Sucede con Costa, sin embargo, la fábula del pastor y la amenaza del advenimiento de los lobos. Porque el sábado, aunque tal vez quisiera pero no lo lograra, lo cierto es que no blandió su dentadura sobre carne. Ya lo advirtió: “No mordí a Gareth Barry”, pero su palabra está relegada por sus actuaciones. No obstante, también salió en su defensa el supuesto agredido. “He visto muchos comentarios acerca del incidente. Para aclarar, Diego no me mordió”, confirmó Barry, que lanzó un atenuante para una posible sanción por conducta antideportiva. Costa ha encontrado un amigo.
Quizás Barry comprenda mejor que nadie a Costa, un ganador nato que, colmado de fe en uno mismo, no concibe la derrota como posibilidad en el juego del fútbol. Es por ello que, justiciero, aplica la ley según su criterio. El chico solamente desea ganar y cualquier argumento es concebido como bueno para obtener tal fin.
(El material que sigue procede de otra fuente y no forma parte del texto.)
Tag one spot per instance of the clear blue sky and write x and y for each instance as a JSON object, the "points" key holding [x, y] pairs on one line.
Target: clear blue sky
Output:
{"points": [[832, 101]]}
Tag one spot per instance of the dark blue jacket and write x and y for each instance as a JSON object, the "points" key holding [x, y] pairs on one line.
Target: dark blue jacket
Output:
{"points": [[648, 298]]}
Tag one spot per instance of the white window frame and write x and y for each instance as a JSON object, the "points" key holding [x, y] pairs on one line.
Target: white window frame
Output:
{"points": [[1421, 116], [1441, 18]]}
Aunque nada ejemplarizante, hay quien puede interpretarlo como un orgullo, porque el fútbol no es una escuela educativa y hay quien aplaude al que lo intenta todo para vencer. Costa, si es necesario, se inmola, se autodestruye.
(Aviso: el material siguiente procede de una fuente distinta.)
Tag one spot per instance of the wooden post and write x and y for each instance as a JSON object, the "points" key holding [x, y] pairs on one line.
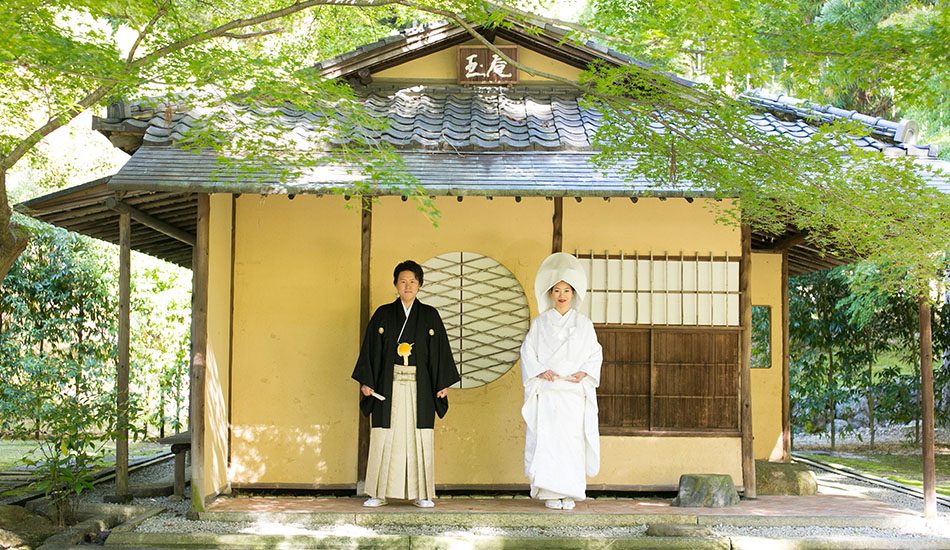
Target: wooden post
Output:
{"points": [[927, 404], [786, 360], [745, 373], [558, 221], [366, 234], [199, 348], [122, 374]]}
Porque yendo más allá. Costa se erigió en el parapeto tras el que ocultar lo que verdaderamente tuvo importancia el fatídico sábado: el Chelsea, candidato por sus onerosas finanzas a ganar todo lo que disputa, está en marzo sin opciones de título alguno. En la misma semana ha despedido dos competiciones, la Champions y la FA Cup. Pero en Inglaterra, Costa ha acaparado las portadas. Seguro que vuelve a poner de moda ese debate racial sobre la inmigración en el fútbol inglés, que para algunos está perdiendo valores por las malas artes de esos extranjeros impíos que llegan para dañar la imagen de nobleza de los inventores del balompié. Costa, mientras, seguirá a lo suyo. Llegará el próximo partido y alimentará el debate. Continuará ofreciendo su fútbol, que guste o no, no deja de ser una vertiente más, digna o no -sobre esto no hay nada más dictatorial que el reglamento-, de este deporte. Para lo que se excede de lo legal, ahí estarán los árbitros para juzgar y condenar o no. En este caso, no mordió y sí desvió la atención de lo deportivo, un compañerismo buscado o sin querer, un parapeto ciertamente.